Photoacoustic imaging of the human brain has great potential to contribute to rapid diagnosis of strokes and other brain injuries, thus contributing to more effective treatment. Photoacoustics is based on the optical excitation of an ultrasound wave in an optical absorber such as blood. Sudden absorption of nanosecond-long laser pulses generates sound waves in blood vessels - these ultrasound waves are measured and reconstructed on the surface of the tissue by ultrasound sensors, enabling three-dimensional imaging of perfusion. This project focuses on high power laser diode arrays as photoacoustic excitation sources and investigates how these pulsed laser diodes can be used to overcome the technical challenges in transcranial photoacoustic imaging.
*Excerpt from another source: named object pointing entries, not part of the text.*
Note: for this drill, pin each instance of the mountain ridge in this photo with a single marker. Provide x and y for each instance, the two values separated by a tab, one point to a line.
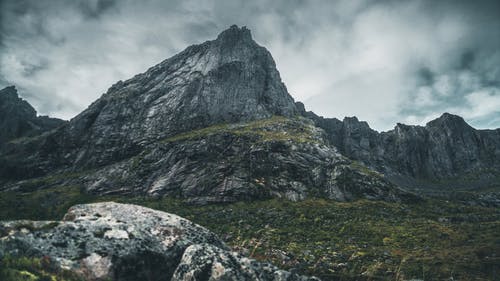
232	80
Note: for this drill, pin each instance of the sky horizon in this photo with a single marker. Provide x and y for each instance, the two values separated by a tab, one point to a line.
385	62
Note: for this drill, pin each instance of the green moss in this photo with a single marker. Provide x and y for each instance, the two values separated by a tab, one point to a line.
33	269
276	128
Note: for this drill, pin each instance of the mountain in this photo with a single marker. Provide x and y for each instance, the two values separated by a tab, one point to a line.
214	123
111	241
446	151
19	119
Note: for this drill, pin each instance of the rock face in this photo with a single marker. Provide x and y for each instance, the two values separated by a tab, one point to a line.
18	118
114	241
211	124
443	149
277	157
230	79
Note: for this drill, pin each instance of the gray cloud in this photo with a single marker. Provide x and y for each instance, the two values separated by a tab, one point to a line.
384	61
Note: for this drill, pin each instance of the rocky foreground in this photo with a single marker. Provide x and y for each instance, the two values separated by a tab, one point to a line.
104	241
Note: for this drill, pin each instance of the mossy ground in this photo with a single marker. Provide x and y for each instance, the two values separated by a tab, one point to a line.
361	240
276	128
32	269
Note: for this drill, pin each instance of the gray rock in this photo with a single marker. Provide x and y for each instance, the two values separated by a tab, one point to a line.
445	150
198	126
18	119
126	242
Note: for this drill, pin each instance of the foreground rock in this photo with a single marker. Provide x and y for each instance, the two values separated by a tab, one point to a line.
126	242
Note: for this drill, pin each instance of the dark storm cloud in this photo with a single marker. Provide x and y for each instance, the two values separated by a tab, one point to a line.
384	61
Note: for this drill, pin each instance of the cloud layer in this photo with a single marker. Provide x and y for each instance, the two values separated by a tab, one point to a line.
383	61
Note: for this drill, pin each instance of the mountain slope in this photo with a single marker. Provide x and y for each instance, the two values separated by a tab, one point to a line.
211	124
445	149
19	119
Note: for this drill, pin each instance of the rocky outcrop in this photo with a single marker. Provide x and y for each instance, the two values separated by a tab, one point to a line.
445	149
18	118
111	241
211	124
276	157
227	80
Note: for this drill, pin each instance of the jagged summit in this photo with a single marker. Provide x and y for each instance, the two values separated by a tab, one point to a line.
234	34
227	80
448	120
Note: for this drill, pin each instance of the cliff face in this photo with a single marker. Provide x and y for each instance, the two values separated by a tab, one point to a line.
444	149
19	119
211	124
227	80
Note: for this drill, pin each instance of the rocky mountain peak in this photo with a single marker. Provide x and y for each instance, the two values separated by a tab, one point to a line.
447	120
11	103
236	34
19	119
227	80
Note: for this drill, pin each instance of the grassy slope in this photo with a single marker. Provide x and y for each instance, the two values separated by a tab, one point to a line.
362	240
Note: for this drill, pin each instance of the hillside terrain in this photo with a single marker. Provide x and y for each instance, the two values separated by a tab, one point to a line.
212	134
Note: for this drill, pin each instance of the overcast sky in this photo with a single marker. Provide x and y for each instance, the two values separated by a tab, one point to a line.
382	61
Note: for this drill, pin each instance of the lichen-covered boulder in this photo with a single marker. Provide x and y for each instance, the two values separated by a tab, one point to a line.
115	241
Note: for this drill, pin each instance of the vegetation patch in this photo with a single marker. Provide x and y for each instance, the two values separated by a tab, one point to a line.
33	269
276	128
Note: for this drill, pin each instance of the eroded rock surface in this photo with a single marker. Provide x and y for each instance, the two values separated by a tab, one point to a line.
19	119
108	240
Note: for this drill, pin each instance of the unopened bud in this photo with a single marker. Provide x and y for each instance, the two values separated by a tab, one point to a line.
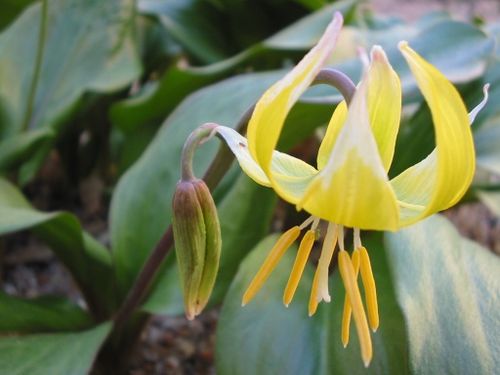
197	242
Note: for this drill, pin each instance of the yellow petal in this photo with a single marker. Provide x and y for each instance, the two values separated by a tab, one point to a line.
291	173
332	132
441	179
272	108
353	188
384	104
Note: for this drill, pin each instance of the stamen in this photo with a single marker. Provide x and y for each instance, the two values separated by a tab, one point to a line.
341	237
315	223
356	238
306	223
346	316
313	299
298	267
324	262
348	277
282	245
370	289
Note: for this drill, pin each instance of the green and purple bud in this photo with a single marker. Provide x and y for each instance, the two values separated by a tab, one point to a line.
197	242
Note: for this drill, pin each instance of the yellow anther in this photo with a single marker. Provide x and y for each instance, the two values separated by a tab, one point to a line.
298	267
313	299
325	258
370	289
281	246
351	286
346	316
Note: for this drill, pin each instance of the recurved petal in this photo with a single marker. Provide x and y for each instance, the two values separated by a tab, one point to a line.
441	179
272	108
332	132
353	188
292	174
384	104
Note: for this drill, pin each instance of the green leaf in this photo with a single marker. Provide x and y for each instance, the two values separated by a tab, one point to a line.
438	296
11	9
87	260
273	339
270	338
449	291
49	59
156	102
435	40
55	354
42	314
143	195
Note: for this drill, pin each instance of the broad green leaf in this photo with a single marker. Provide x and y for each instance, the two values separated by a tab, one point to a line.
11	9
273	339
87	260
86	46
270	338
42	314
438	301
461	59
449	291
55	354
156	102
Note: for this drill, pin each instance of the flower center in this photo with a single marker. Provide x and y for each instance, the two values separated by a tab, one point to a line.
349	266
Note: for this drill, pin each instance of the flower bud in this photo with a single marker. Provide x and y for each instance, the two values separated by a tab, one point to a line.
197	242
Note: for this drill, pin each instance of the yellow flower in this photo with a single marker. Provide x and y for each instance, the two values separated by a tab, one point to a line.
349	186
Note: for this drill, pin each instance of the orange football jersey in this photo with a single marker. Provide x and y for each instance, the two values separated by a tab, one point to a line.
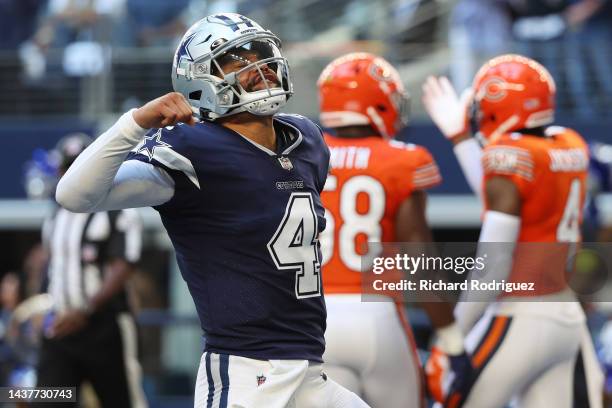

Investigators: Thomas Kirchner (PI)

Funder: European Regional Development Fund (ERDF)

PhotoHEAR - Development of technology for a photoacoustic hearing aid

The photoacoustic effect can be used to generate audible sound. This project aims to investigate the feasibility of  a photoacoustic-excitation-based bone conduction hearing aid as an alternative or supplement to conventional devices. Bone conduction hearing devices are clinically effective for patients with a functioning inner ear, suffering from conductive or mixed hearing loss. In this work, a modulated laser beam is used to excite sound in the skull, which is conducted to the cochlea in bone. Different excitation and modulation techniques are investigated and evaluated with the goal of attaining sound across the entire audible frequency range for music and speech recognition. To evaluate clinical feasibility, experiments will be performed on a skull phantom that mimics the properties of the human skull.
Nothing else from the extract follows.